What's different about mul2
? You had added code to track a separate index in idx2
, incrementing it each time through the loop. Now, this alone would not be enough. If you comment out the assignment to the bool
variable b
, mul1
and mul2
result in identical object code. Clearly without the comparison of idx
to idx2
, the compiler is able to deduce that idx2
is completely unused, and therefore eliminate it, turning mul2
into mul1
. But with that comparison, the compiler apparently becomes unable to eliminate idx2
, and its presence ever so slightly changes what optimizations are deemed possible for the function, resulting in the output discrepancy.
Now the question turns to why is this happening. Is it an optimizer bug, as you first suspected? Well, no—and as some of the commenters have mentioned, it should never be your first instinct to blame the compiler/optimizer. Always assume that there are bugs in your code unless you can prove otherwise. That proof would always involve looking at the disassembly, and preferably referencing the relevant portions of the language standard if you really want to be taken seriously.

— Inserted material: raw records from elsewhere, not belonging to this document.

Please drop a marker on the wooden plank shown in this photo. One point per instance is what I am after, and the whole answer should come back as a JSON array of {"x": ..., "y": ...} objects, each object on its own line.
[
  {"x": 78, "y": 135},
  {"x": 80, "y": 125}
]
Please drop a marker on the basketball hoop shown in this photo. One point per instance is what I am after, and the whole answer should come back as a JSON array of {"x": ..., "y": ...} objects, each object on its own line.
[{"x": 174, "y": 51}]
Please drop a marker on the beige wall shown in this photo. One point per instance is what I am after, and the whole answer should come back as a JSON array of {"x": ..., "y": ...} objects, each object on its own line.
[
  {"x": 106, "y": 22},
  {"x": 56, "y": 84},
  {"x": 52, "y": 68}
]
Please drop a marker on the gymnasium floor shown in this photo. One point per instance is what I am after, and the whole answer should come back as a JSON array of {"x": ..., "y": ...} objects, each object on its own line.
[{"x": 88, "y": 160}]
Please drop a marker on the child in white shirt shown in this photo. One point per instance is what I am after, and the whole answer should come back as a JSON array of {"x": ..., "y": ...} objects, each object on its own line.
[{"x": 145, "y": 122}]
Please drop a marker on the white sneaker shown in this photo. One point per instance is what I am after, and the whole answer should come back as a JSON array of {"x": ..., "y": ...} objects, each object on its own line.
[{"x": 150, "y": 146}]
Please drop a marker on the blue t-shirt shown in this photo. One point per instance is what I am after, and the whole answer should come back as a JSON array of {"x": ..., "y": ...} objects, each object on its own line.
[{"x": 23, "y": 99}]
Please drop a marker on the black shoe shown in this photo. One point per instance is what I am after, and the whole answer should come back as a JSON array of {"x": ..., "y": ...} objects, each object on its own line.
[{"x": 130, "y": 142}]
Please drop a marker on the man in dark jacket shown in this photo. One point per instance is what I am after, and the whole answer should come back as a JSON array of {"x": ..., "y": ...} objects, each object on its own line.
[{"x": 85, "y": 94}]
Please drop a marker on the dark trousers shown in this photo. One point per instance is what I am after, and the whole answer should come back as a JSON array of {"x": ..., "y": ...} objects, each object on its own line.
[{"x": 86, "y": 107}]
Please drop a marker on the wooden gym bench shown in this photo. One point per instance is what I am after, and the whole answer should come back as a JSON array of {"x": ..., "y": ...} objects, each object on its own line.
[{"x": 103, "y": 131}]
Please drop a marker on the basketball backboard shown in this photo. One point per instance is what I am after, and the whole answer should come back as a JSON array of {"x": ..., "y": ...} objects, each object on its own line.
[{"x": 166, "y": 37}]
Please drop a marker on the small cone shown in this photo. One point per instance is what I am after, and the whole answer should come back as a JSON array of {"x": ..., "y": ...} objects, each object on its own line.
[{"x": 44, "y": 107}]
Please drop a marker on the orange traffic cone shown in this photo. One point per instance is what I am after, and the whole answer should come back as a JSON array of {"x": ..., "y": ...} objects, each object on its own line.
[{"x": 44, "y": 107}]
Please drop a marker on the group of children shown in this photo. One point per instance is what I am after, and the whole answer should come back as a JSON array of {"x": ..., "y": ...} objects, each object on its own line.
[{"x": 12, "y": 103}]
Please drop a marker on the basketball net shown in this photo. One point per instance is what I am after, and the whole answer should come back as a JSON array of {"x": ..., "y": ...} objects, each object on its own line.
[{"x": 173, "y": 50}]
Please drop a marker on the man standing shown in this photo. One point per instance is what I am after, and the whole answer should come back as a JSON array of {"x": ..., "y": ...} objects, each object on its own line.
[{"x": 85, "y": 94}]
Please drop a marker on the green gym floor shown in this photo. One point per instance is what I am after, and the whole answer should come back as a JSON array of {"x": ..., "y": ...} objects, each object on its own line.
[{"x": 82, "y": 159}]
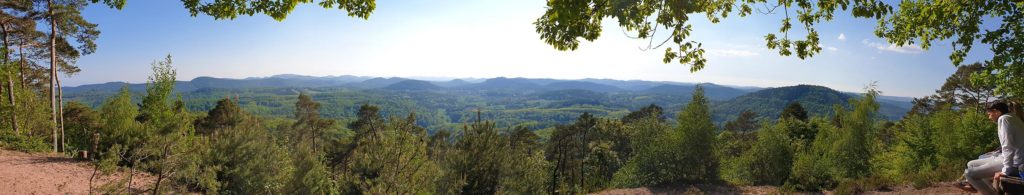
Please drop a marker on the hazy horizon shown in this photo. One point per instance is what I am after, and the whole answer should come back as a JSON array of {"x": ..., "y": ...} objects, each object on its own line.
[{"x": 485, "y": 40}]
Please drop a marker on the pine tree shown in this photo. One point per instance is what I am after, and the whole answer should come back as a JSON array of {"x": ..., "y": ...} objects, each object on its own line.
[{"x": 794, "y": 110}]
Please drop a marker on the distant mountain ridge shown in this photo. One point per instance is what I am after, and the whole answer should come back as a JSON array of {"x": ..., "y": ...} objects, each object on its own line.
[
  {"x": 727, "y": 101},
  {"x": 817, "y": 101}
]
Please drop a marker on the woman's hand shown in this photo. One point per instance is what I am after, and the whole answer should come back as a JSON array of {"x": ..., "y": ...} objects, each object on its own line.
[{"x": 997, "y": 174}]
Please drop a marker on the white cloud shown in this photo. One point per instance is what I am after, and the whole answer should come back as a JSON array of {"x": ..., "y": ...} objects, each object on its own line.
[
  {"x": 911, "y": 48},
  {"x": 731, "y": 52}
]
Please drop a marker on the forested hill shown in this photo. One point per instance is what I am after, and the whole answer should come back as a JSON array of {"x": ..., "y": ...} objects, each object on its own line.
[
  {"x": 817, "y": 101},
  {"x": 540, "y": 103}
]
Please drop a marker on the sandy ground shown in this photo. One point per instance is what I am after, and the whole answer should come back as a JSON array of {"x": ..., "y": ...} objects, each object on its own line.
[
  {"x": 937, "y": 189},
  {"x": 51, "y": 173}
]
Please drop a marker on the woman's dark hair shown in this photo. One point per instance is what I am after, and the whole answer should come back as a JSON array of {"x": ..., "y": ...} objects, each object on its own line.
[{"x": 998, "y": 106}]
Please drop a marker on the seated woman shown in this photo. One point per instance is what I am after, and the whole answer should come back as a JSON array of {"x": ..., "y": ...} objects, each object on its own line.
[{"x": 980, "y": 172}]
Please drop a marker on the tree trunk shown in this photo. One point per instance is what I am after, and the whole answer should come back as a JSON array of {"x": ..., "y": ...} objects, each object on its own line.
[
  {"x": 53, "y": 72},
  {"x": 60, "y": 113},
  {"x": 13, "y": 105},
  {"x": 22, "y": 65},
  {"x": 162, "y": 170},
  {"x": 10, "y": 80}
]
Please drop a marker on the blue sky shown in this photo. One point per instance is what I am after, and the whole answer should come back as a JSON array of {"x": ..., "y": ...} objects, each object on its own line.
[{"x": 482, "y": 39}]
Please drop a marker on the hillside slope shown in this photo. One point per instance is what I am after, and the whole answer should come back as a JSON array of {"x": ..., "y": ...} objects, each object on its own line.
[{"x": 40, "y": 173}]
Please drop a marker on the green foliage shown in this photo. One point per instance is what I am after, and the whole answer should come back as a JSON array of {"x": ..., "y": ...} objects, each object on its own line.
[
  {"x": 769, "y": 160},
  {"x": 567, "y": 21},
  {"x": 11, "y": 141},
  {"x": 696, "y": 134},
  {"x": 309, "y": 127},
  {"x": 745, "y": 122},
  {"x": 811, "y": 167},
  {"x": 851, "y": 152},
  {"x": 158, "y": 92},
  {"x": 225, "y": 114},
  {"x": 932, "y": 148},
  {"x": 229, "y": 9},
  {"x": 81, "y": 122},
  {"x": 684, "y": 154},
  {"x": 794, "y": 110},
  {"x": 246, "y": 159},
  {"x": 311, "y": 174},
  {"x": 391, "y": 159},
  {"x": 925, "y": 22},
  {"x": 119, "y": 122},
  {"x": 652, "y": 111}
]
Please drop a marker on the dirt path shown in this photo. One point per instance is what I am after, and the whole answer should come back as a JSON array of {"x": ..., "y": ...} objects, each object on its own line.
[
  {"x": 48, "y": 173},
  {"x": 937, "y": 189}
]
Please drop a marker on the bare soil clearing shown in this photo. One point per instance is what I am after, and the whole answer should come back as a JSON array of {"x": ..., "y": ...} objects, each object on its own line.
[{"x": 54, "y": 173}]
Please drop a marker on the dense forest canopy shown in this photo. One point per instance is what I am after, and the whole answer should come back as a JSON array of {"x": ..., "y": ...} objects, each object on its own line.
[{"x": 294, "y": 134}]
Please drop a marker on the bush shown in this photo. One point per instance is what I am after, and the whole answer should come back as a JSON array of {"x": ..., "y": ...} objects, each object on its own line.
[
  {"x": 769, "y": 161},
  {"x": 10, "y": 141}
]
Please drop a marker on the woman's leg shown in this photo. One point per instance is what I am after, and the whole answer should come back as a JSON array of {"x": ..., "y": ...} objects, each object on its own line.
[{"x": 979, "y": 173}]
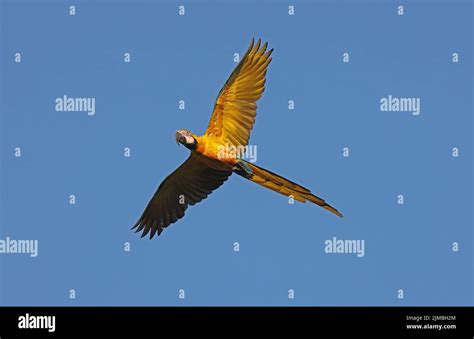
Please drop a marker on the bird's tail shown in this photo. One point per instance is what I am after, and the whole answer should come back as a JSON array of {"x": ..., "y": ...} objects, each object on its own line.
[{"x": 279, "y": 184}]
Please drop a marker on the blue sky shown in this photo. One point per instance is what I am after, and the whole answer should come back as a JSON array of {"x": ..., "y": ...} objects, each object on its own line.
[{"x": 337, "y": 105}]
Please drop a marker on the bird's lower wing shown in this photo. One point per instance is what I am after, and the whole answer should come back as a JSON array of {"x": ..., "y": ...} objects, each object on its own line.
[
  {"x": 281, "y": 185},
  {"x": 190, "y": 183}
]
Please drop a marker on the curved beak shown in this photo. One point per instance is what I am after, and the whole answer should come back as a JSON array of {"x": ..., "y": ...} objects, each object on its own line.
[{"x": 179, "y": 138}]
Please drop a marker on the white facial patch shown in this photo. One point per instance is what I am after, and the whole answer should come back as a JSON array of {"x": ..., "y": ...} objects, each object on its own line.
[{"x": 189, "y": 139}]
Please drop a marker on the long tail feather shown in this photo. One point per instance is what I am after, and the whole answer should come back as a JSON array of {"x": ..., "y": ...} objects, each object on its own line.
[{"x": 279, "y": 184}]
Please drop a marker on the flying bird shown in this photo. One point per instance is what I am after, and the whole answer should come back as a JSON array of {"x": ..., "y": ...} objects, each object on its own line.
[{"x": 206, "y": 168}]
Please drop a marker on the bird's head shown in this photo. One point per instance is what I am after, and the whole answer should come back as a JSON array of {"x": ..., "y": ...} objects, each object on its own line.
[{"x": 186, "y": 138}]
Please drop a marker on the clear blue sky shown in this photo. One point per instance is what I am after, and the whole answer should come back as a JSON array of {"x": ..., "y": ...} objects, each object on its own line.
[{"x": 189, "y": 57}]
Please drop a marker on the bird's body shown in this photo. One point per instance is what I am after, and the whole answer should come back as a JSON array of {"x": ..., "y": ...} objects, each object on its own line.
[{"x": 208, "y": 165}]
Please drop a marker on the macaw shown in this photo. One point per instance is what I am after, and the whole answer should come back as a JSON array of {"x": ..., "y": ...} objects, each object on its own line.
[{"x": 206, "y": 169}]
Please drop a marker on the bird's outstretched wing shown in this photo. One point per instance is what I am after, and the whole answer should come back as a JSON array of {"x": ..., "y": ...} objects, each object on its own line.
[
  {"x": 236, "y": 105},
  {"x": 190, "y": 183}
]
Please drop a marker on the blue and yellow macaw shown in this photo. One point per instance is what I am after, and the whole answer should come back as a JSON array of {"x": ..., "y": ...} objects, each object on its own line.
[{"x": 206, "y": 169}]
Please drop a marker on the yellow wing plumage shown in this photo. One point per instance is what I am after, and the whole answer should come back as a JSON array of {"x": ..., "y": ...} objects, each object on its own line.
[{"x": 236, "y": 105}]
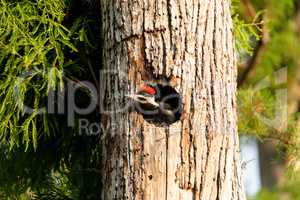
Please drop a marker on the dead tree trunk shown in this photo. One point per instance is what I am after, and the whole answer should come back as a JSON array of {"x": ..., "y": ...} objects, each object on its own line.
[{"x": 198, "y": 156}]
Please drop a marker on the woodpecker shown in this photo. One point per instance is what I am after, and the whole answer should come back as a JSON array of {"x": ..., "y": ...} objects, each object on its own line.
[{"x": 158, "y": 103}]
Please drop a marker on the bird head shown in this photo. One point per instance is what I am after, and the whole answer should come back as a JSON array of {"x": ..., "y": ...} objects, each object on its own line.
[{"x": 146, "y": 95}]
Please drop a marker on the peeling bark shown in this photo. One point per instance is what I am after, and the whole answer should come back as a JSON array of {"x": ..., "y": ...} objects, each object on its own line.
[{"x": 197, "y": 157}]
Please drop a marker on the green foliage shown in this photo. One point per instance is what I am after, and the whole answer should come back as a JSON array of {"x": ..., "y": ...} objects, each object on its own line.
[
  {"x": 289, "y": 189},
  {"x": 33, "y": 43},
  {"x": 246, "y": 34}
]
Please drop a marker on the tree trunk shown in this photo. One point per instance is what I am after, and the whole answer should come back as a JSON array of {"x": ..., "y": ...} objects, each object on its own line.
[{"x": 198, "y": 156}]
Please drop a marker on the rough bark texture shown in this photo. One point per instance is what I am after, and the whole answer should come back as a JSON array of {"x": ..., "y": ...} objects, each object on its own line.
[{"x": 197, "y": 157}]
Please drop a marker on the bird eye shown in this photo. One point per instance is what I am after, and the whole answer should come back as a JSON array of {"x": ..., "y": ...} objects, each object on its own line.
[{"x": 141, "y": 99}]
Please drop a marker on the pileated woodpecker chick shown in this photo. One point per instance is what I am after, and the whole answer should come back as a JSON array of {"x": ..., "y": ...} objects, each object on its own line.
[{"x": 159, "y": 104}]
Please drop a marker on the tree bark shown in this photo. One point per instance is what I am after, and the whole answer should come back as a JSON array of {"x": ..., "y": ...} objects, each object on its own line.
[{"x": 198, "y": 156}]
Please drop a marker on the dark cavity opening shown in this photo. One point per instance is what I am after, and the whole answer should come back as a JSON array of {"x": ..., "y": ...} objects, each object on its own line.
[{"x": 170, "y": 106}]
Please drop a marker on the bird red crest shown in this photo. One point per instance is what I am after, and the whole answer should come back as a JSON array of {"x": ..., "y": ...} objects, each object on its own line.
[{"x": 148, "y": 89}]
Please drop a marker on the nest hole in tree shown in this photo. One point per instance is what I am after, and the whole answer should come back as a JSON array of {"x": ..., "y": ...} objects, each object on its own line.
[{"x": 170, "y": 106}]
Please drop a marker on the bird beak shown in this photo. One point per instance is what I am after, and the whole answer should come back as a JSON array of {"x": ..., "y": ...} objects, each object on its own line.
[{"x": 142, "y": 99}]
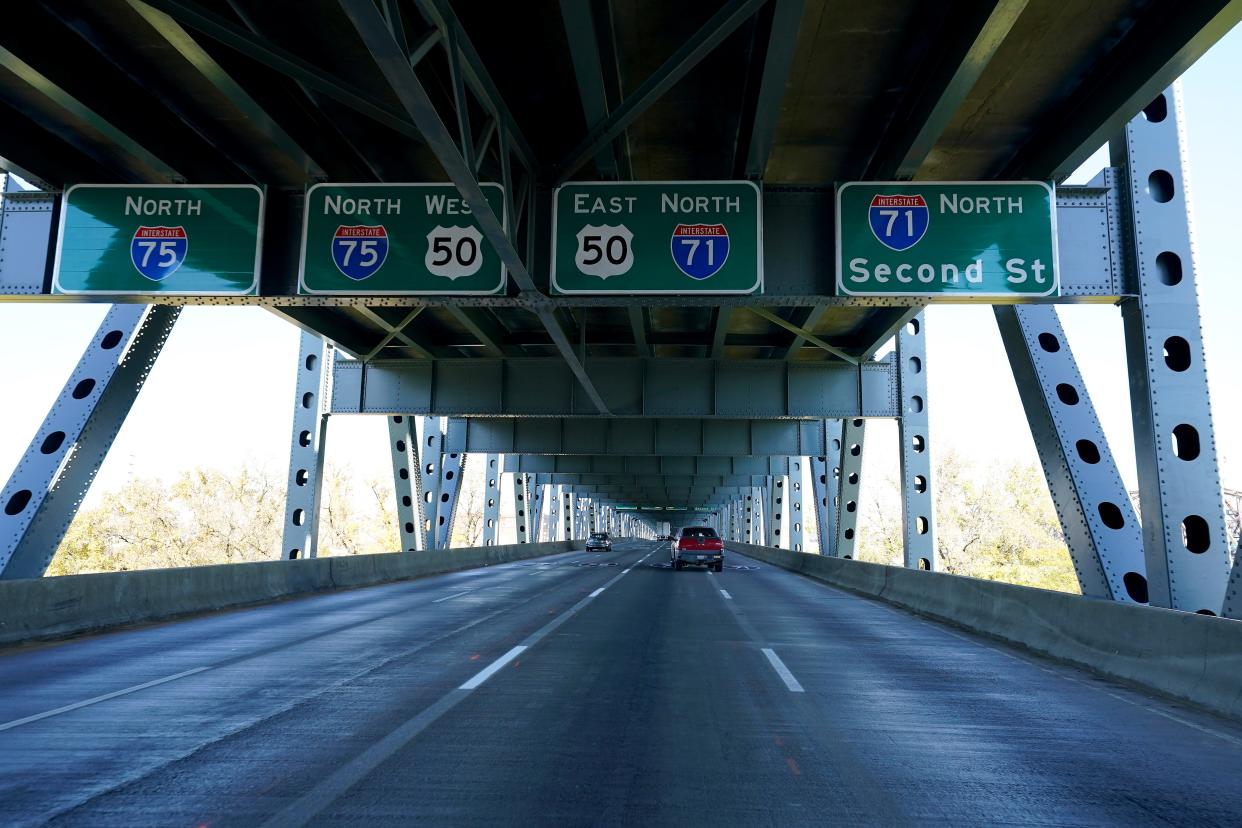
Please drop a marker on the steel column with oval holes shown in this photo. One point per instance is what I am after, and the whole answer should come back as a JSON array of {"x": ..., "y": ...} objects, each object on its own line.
[
  {"x": 1184, "y": 530},
  {"x": 826, "y": 486},
  {"x": 795, "y": 503},
  {"x": 521, "y": 500},
  {"x": 301, "y": 535},
  {"x": 430, "y": 454},
  {"x": 491, "y": 498},
  {"x": 918, "y": 510},
  {"x": 1097, "y": 517},
  {"x": 537, "y": 504},
  {"x": 54, "y": 474},
  {"x": 851, "y": 486},
  {"x": 404, "y": 447},
  {"x": 452, "y": 467}
]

In this case, Mystical has already nailed the problem. Your code exhibits undefined behavior when it does *(&out._11 + idx)
. This makes certain assumptions about the layout of the WMatrix
struct in memory, which you cannot legally make, even after explicitly setting the packing.
This is why undefined behavior is evil—it results in code that seems to work sometimes, but other times it doesn't. It is very sensitive to compiler flags, especially optimizations, but also target platforms (as we saw at the top of this answer). mul2
only works by accident. Both mul1
and mul2
are wrong. Unfortunately, the bug is in your code. Worse, the compiler didn't issue a warning that might have alerted you to your use of undefined behavior.